DPR adalah perpanjangan dari Dewan Perwakilan Rakyat (DPR). Tetapi, masihkah  DPR dapat disebut sebagai wakil rakyat? Karena setiap kali keputusan yang diambil DPR, sepertinya tidak mempunyai korelasi dengan aspirasi rakyat. Jika DPR menjadi wakil rakyat, segala keputusan yang diambil, pasti akan selalu berkolerasi dengan aspirasi rakyat.

Dalam rapat konsultasi pimpinan DPR dengan pimpinan fraksi dan Badan Urusan Rumah Tangga DPR, kemarin (7/4) di Jakarta memutuskan melanjutkan pembangunan gedung baru, yang akan menelan biaya senilai Rp 1,123 triliun. Dari seluruh fraksi yang ada, hanya dua yang menolak yaitu Partai PAN dan Partai Gerindra.

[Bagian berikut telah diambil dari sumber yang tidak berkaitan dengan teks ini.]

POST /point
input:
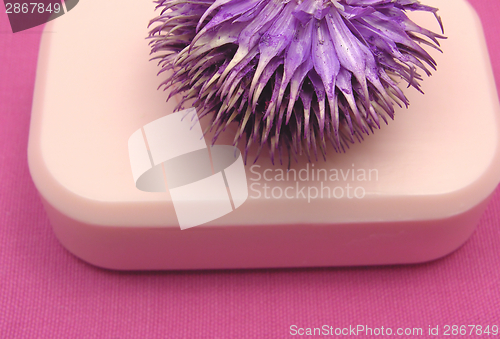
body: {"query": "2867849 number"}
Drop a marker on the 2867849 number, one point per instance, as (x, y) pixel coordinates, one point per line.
(32, 7)
(475, 330)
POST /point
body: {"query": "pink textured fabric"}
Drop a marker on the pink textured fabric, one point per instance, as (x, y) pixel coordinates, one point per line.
(45, 292)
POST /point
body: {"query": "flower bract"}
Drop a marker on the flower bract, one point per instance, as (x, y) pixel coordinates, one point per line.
(294, 75)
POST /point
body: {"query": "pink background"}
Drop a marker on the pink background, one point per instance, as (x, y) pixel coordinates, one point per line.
(45, 292)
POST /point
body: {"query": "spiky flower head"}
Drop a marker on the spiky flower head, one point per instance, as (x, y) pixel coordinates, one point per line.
(293, 74)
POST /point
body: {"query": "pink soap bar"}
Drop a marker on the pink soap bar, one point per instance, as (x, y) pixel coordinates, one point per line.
(412, 192)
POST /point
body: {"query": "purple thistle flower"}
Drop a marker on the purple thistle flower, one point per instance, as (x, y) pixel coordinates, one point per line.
(293, 74)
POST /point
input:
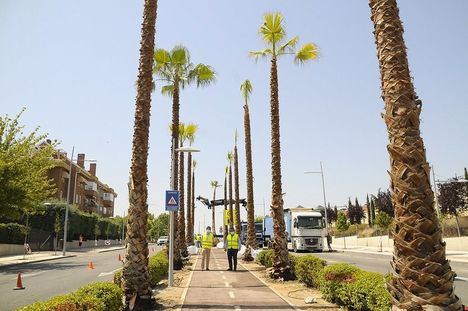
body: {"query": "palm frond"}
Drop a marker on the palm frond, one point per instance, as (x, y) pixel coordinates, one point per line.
(288, 46)
(246, 89)
(307, 52)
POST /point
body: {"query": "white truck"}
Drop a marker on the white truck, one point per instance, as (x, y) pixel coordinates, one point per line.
(305, 229)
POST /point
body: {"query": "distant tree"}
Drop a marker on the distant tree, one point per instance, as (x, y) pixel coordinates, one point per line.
(452, 199)
(383, 202)
(369, 212)
(24, 166)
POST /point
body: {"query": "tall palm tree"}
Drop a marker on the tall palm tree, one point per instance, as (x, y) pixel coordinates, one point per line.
(424, 279)
(191, 130)
(236, 185)
(274, 35)
(135, 271)
(214, 184)
(246, 90)
(230, 158)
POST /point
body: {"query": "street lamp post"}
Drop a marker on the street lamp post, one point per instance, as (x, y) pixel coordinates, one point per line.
(171, 213)
(323, 189)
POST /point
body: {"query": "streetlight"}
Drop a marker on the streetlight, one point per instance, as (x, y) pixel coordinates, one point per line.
(323, 188)
(171, 213)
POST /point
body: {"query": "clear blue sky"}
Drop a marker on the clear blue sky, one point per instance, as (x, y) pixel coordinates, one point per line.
(73, 64)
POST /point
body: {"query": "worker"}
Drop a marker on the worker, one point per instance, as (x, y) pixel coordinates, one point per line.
(232, 245)
(207, 243)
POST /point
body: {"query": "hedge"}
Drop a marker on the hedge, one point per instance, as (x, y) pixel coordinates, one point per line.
(12, 233)
(100, 296)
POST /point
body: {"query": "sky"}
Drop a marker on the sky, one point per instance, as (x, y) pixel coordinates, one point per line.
(73, 65)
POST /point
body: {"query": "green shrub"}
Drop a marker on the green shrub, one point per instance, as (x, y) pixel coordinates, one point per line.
(110, 294)
(158, 267)
(118, 278)
(307, 269)
(70, 302)
(356, 289)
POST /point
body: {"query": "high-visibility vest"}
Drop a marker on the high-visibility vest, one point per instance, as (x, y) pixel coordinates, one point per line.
(207, 240)
(233, 241)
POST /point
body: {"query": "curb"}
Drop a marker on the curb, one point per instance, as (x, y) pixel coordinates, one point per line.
(34, 261)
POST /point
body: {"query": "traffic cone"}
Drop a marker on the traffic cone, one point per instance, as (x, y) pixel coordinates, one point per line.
(19, 283)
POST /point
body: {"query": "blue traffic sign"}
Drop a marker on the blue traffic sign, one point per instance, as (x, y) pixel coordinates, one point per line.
(172, 200)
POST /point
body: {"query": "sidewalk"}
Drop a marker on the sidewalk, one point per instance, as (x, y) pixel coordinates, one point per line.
(219, 289)
(454, 256)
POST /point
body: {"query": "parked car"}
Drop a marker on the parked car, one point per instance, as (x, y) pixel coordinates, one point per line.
(162, 240)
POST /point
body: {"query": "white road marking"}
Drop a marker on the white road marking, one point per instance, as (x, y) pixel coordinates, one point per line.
(108, 273)
(28, 275)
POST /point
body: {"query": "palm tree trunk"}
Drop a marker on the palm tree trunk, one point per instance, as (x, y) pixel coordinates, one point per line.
(281, 266)
(189, 236)
(135, 274)
(236, 190)
(181, 245)
(231, 213)
(213, 218)
(424, 279)
(251, 239)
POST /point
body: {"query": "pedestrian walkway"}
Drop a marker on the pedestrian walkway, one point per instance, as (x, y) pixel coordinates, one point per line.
(219, 289)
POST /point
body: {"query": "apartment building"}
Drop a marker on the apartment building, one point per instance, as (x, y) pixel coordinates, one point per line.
(86, 190)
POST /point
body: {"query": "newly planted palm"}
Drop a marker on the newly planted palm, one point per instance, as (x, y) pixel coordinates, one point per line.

Sedangkan Partai Demokrat, Partai PKS, Partai PPP, Partai PDIP, Partai Golkar , Partai PKB, Parta Hanura, mereka semuanya menyetujui pembangunan gedung baru DPR.

Pembangunan gedung baru ini pasti akan menguras dana  anggaran (APBN) yang sudah defisit, dan sekarang harus dibebani dengan anggaran untuk membiayai pembangunan gedung baru DPR, yang nilainya RP 1,123 triliun. Ini hanya menggambarkan betapa DPR sudah tidak lagi mewakili aspirasi rakyat. Rakyat yang sebagian besar memandang tidak ada urgensinya membangun  gedung baru, yang hanya akan menghabiskan anggaran negara yang sekarang ini "kembang-kempis".

Sementara itu, kepercayaan rakyat terhadap DPR semakin rendah. Karena, dalam beberapa tahun terakhir ini, DPR yang mempunyai fungsi kontrol, anggaran, dan legislasi semaunya belum menunjukkan prestasi yang dapat diapresiasi oleh rakyat. Terutama masalah kasus-kasus besar, seperti BLBI, Lapindo, kenaikan BBM, masalah impor beras dan daging, dan sejumlah kasus lainnya.

Apalagi, secara objektif, rencana DPR yang akan membahas dan mengesahkan 70 rancanan udang-undang (RUU) itu, hanya 8 RUU yang berhasil disyahkan oleh DPR selama periode tahun 2010.

Obsesi DPR yang akan membangun gedung 36 lantai, yang akan menjadi tempat kerja anggota DPR yang akan dilengkapi berbagai sarana yang sangat "wah", hanyalah semakin menjadikan lembaga itu, bukan lagi tempat yang menjadi kebanggaan rakyat, tetapi sebagai tempat para oligarki partai, yang masing-masing dengan kepentingn sendiri-sendiri, dan merasa imune dengan aspirasi rakyat.

Anggaran besar yang dikeluarkan lewat APBN itu, hanyalah menjadi sia-sia belaka, karena tidak memiliki efek langsung kepada kehidupan rakyat. Sikap para anggota DPR yang sudah tidak mau lagi mendengarkan suara rakyat itu, dan akhirnya hanya menjadikan DPR sebagai "menara gading", dan mempunyai relasi apapun dengan rakyat, yang mereka wakili. Inilah realitas politik Indonesia, yang semuanya itu menggambarkan betapa absurdnya kenyataan politik yang ditampilkan para wakil rakyat. Wallahlu’alam.